When you picture a doctor in your mind, what do they look like? Are they wearing a long white coat? Carrying a clipboard? Chances are, draped around their neck is a stethoscope. An iconic object, the stethoscope turns 200 this year. To celebrate, Alice is looking back at the history of the stethoscope in Edinburgh…
The stethoscope was invented in 1816 by the wonderfully-named Rene Theophile Hyacinthe Laënnec (phew!). The practice of listening to the sounds of the body as a method of diagnosis is known as auscultation, but before the stethoscope came on the scene, most diagnosis was done through observation and interviews with patients, and any attempts at auscultation required the doctor to place his ear directly onto the patient. In a world before deodorants and dental hygiene, many doctors felt that this physical contact was improper and unseemly – not to mention a bit smelly. Some even felt that a ‘good’ doctor shouldn't need to touch a patient – he should be able to diagnose by observations alone. Patients weren't too keen on physical contact either - women in particular felt that the process was invasive and degrading.
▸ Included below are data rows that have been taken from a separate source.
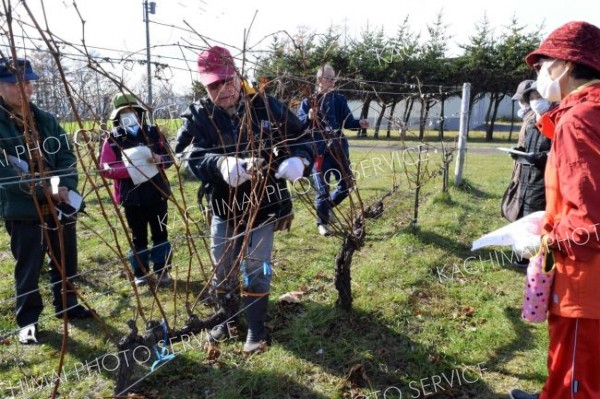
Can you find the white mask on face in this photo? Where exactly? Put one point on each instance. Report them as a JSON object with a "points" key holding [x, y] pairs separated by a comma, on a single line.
{"points": [[548, 88], [129, 121], [539, 106]]}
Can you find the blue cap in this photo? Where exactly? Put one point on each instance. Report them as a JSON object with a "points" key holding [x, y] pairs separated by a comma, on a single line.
{"points": [[24, 68]]}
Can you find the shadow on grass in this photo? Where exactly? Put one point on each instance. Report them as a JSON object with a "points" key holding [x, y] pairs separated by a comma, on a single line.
{"points": [[367, 357], [470, 188], [523, 343]]}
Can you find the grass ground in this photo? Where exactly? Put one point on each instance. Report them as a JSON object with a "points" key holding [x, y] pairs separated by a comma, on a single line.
{"points": [[427, 320]]}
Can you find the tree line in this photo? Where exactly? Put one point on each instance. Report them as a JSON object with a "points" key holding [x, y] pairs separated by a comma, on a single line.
{"points": [[405, 74], [404, 69]]}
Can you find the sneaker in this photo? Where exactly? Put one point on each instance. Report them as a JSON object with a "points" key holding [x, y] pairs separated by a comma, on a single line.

Laennec's stethoscope, c 1820. By Science Museum London / Science and Society Picture Library - CC BY-SA 2.0,
Dr Laënnec's solution was simple but very, very effective. He had found himself struggling to diagnose a patient because her weight prevented him from being able to hear her heart, and immediate auscultation – the ear-to-skin approach – was out of the question because of her sex. Laënnec improvised, possibly inspired by his other life as a flautist. He rolled up a piece of paper “into a kind of cylinder and applied one end of it to the region of the heart and the other to [his] ear, and was not a little surprised… to find that [he] could thereby perceive the action of the heart in a manner much more clear”.
While the idea of stethoscopy was well received in Britain, it took a while for the stethoscope to become the ubiquitous tool of the physicians' diagnostic arsenal that it is today. While many were keen on the instrument in theory, they didn't know how to use it in practice. The scientific art of auscultation involves a lot more than simply listening: it requires an educated ear to correctly interpret what is heard. In 1822 Dr Andrew Duncan, one of Edinburgh's early enthusiasts, tried to employ the methods he had read about, but found that "it requires attention and some adroitness to apply [the stethoscope] properly at one end to the chest of the patient, and at the other to the ear of the observer", and in the end conceded that he "had not acquired skill enough" to use it effectively.
Dr William Cullen seems to have reached the same conclusion. In the same year as Duncan was experimenting, Cullen submitted a thesis to the Royal College of Surgeons of Edinburgh which detailed the "usefulness of the stethoscope...in a manner which suggests he had had some experience of the use of the instrument” (Nicholson, 1993:144). In order to improve his skills, Cullen travelled to Paris to study under the masterful Laënnec himself, and by 1824 Cullen was back in Edinburgh and holding his own classes on stethoscopy.
With an educated teacher to instruct them, the Edinburgh medical community embraced the stethoscope: it became a feature of their medical textbooks from 1828, and in the same year Dr N. P. Comins (a physician at the Royal Infirmary of Edinburgh) remarked proudly that the new, more flexible stethoscope that he had designed was now being used in every one of the Infirmary's thoracic cases.
A stethoscope from LHSA's Objects collection
The stethoscope had well and truly arrived, and now this humble instrument is 200 years old. In light of ever-improving non-invasive diagnostic techniques, some medical commentators have questioned whether it still has a place in modern practice, but a study published earlier this year by the European Society of Cardiology argued that “the time-honoured stethoscope, in spite of its limitations, still has potential as a patient-friendly, effective, and economical instrument in medical practice”. Whatever the future for this iconic instrument, we are pleased to celebrate 200 years of stethoscopy. Thank you, Rene Laënnec!
If you'd like to see a stethoscope like Laënnec's up close, the National Museum of Scotland will have one on display in their new Enquire Galleries later this year, so 'keep an ear out'...!
Nicolson, M. (1993). The introduction of percussion and stethoscopy to early nineteenth-century Edinburgh. In: W. Bynum and R. Porter, ed., Medicine and the Five Senses, Cambridge: Cambridge University Ppess, pp.134-153.